= Giovanni Battista Fasolo =

Italian composer

Giovanni Battista Fasolo, O.F.M.Conv (Asti, ca. 1598 – Palermo after 1664), was a Franciscan friar, organist and composer.

In his middle years Fasolo was primarily known for his 1645 organ annual, which, like L'organo suonarino of Adriano Banchieri, from the generation before him, was intended for use in small parish churches, and are much simpler than those used in Venice. In 1659 Fasolo became maestro di cappella to the Archbishop of Monreale.

Until recently many of G.B. Fasolo's secular works were attributed to other composers, particularly the Venetian Francesco Manelli, the composer of the first commercial operas in music history, or to a third unknown composer known as "Il Fasolo?".

However following the work of Francesco Luisi, Mariangela Donà, and Claudio Bacciagaluppi the attribution of the major works under the heading "Il Fasolo?" to G.B. Fasolo is now reasonably secure, and listed under his own entry, by Eleanor Selfridge-Field, in the current New Grove.

==Extant works==
- Op. 3 "Misticanza di Vigna alla Bergamasca; il Canto della Barchetta et altre cantate et ariette per Voce et Chitarra." Robletti Rome, 1627. Sole surviving copy was in the possession of Dr. Oscar Chilesotti in 1886. A facsimile of a single song "I bei guardi" from this collection is included in an article by Chilesotti- "Notes sur les tablatures de luth et de guitare" originally published in "Encyclopedie de la musique"; edited by Albert Lavignac (1925). Part 1, vol. 2 : Italie - Allemagne, p. 636-684. This is particularly interesting because figures have been added to the guitar alfabeto symbols to indicate how the accompaniment should be strummed.
- Il carro di Madama Lucia. Rome, 1628 (*attributed).
- Aria - Se desiate, o bella, 1629 (*attributed).
- Op. 6 Second Book of Motets for 2-3 voices, with a mass for 3 voices, Naples, 1635.
- Op. 8 Annuale che contiene tutto quello, che deve far un Organista per risponder al Choro tutto l'Anno; for organ, Venice, 1645. (263 pages of organ music!)
- Magnificat, Beatus vir, a 5. ca. 1645.(*attributed)
- Op. 9 Arie spirituali morali, e indifferenti, 2-3 vv, with dialogues 3vv and two arias for solo voice. Palermo, 1659.

==Recordings==
- Aria Cangia, cangia tue voglie.

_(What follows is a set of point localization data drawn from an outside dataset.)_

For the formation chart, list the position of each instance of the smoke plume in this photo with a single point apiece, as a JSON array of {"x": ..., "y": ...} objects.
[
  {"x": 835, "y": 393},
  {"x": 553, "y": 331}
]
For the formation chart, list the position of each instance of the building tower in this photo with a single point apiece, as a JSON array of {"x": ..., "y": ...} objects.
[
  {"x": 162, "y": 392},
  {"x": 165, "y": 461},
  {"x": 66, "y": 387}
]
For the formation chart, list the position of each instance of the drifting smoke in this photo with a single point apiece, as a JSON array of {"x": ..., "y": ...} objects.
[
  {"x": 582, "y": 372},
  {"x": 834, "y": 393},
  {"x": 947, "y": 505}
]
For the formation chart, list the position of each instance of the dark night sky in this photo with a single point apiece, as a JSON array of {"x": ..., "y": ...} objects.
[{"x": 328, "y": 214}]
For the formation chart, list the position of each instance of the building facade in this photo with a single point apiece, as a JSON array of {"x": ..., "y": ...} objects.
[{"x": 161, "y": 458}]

Aria from Op. 3 La barchetta passaggiera. Rome, 1627. Recorded by Beniamino Gigli London, 1947.
- Il Fásolo? Le Poème Harmonique, dir. Vincent Dumestre Alpha-23 (CD) 2004

== Scores ==
- Giovanni Battista Fasolo. Annuale. Op. 8. Venedig 1645. Versetten. Ricercaten. Canzonen und Fugen durch das ganze Kirchenjahr für Orgel. Edited by Rudolf Walter. Heidelberg : Willy Müller-Süddeutscher Musikverlag, [1965, 77].